INVENTORS of the television, penicillin and the telephone, Scots may now also be able to claim the comic book too.
The billion dollar comic book industry has been traced back to an early 19th century Glasgow publication, The Glasgow Looking Glass.
According to a documentary due to be broadcast later this year, Scotland’s Amazing Comic Book Heroes the colourful book paved the way for Our Wullie and Spiderman.
The Looking Glass, founded by John Watson made a number of innovative developments including the use of “To Be Continued” – which according to experts is essential to any comic strip – it was also responsible for adding “word balloons” to the format.
This Glasgow publication has a strong case to claim the place in history as the world’s first comic book, a view that was supported by esteemed comic book historian, Denis Gifford.
The first edition was printed on 11 June, 1825, 16 years before London’s Punch, another contender for the title of ‘father’ of the comic book.
While America is famous for bringing super heroes to the world through comics, the earliest cartoon publication from across the Atlantic was The Monthly Sheet of Caricatures in 1830.
John MacLaverty is the producer and director of the forth coming documentary which looks at how many Scottish cartoonists, such as Mark Millar, Grant Morrison and artist Frank Quitely became some of the most influential names in American comics.
The programme’s producer and director said: “I think Glasgow’s role in the invention of the comic book should be much better known. There should be a tourist industry around it. Glasgow has a long history of literary innovation and this is one of the earliest cases.”
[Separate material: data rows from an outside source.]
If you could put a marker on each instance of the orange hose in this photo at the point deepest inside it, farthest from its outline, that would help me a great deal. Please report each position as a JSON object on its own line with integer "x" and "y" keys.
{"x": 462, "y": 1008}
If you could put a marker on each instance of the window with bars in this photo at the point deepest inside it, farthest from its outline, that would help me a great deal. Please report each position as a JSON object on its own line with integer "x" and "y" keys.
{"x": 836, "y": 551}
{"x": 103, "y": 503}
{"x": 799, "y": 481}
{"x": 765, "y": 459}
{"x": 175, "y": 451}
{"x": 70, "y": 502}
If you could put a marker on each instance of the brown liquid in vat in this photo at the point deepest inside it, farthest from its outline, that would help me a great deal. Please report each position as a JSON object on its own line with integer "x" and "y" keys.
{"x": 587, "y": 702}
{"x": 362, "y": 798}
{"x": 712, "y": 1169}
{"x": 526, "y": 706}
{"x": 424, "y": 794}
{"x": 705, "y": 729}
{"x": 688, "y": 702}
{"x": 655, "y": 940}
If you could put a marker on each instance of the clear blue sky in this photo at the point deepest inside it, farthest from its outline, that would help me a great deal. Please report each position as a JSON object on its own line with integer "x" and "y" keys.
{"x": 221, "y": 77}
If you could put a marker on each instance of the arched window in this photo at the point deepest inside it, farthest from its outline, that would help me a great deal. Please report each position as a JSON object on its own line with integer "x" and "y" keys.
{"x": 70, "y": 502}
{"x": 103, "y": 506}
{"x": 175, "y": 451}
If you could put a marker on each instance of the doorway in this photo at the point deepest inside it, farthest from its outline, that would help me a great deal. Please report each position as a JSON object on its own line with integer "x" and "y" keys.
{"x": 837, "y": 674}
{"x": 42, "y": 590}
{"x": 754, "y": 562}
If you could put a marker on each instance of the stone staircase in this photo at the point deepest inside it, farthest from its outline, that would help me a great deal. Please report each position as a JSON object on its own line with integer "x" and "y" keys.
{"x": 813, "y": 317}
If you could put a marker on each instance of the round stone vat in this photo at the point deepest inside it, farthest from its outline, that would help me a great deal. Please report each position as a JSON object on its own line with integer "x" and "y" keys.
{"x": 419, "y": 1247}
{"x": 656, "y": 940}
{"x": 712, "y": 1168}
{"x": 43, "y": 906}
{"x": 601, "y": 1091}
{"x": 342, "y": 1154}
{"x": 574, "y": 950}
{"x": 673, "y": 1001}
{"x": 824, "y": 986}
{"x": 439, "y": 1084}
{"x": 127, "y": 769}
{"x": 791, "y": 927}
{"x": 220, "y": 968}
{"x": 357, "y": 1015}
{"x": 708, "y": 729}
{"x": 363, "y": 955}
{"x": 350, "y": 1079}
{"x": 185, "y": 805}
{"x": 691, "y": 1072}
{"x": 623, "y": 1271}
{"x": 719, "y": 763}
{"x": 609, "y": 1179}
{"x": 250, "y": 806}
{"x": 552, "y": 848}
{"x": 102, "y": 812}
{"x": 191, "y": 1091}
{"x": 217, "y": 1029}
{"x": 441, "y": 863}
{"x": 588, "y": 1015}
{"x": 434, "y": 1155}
John McShane, founded AKA Books & Comics in Glasgow which was once a favourite haunt of Morrison and Millar. In the documentary he said: “John Watson was the originator of what is the first regular comic magazine in the world. It’s time for a plaque to one of Glasgow’s greatest sons.”
At the time The Glasgow Looking Glass was produced, Watson worked for Thomas Hopkirk, a Justice of the Peace from Dalbeath who owned a lithographic press and ran a Glasgow based printing press.
The characteristic words “to be continued” were first used in the second issue of the Looking Glass, dated 25 June 1825.
It was the tenth issue of the publication when the first artist linked those famous three words into a comic strip this was William Heath with his story Life of a Soldier.
By issue 13 the publication was renamed The Northern Looking Glass, expanded circulation to Edinburgh and introduced word balloons.
Unfortunately the lifespan of The Looking Glass was short and it folded in June 1826. A letter housed in Glasgow’s Mitchell Library states that Heath left the city two year later. The letter says that Heath found “little encouragement in Glasgow” and “left that city and remo0ved to London in 1828, where he is now the most popular caricaturist of the present day”.
Heath re-launched the publication in London on January 1 but this lasted just six months and Heath died aged 55 in 1840.
Millar was named by Time magazine as the global comic book writer of the decade and created the comic book which was the basis for the popular film Kick-Ass. He was thrilled that Glasgow was so integral to the comic book form.
He said: “I have to point out that I’m a proud Coatbridge guy and not actually a Glaswegian. But Glasgow is my adopted home and if the comic book really did start here it pleases me no end. It’s something I can lord over all the American writers and artists I work with, along with the phone, television, penicillin and Tarmac.
“It also explains why there’s such a disproportionate number of comic book creators from Scotland with Glaswegians producing all the biggest books for Marvel and DC in New York. I guess it’s in our blood.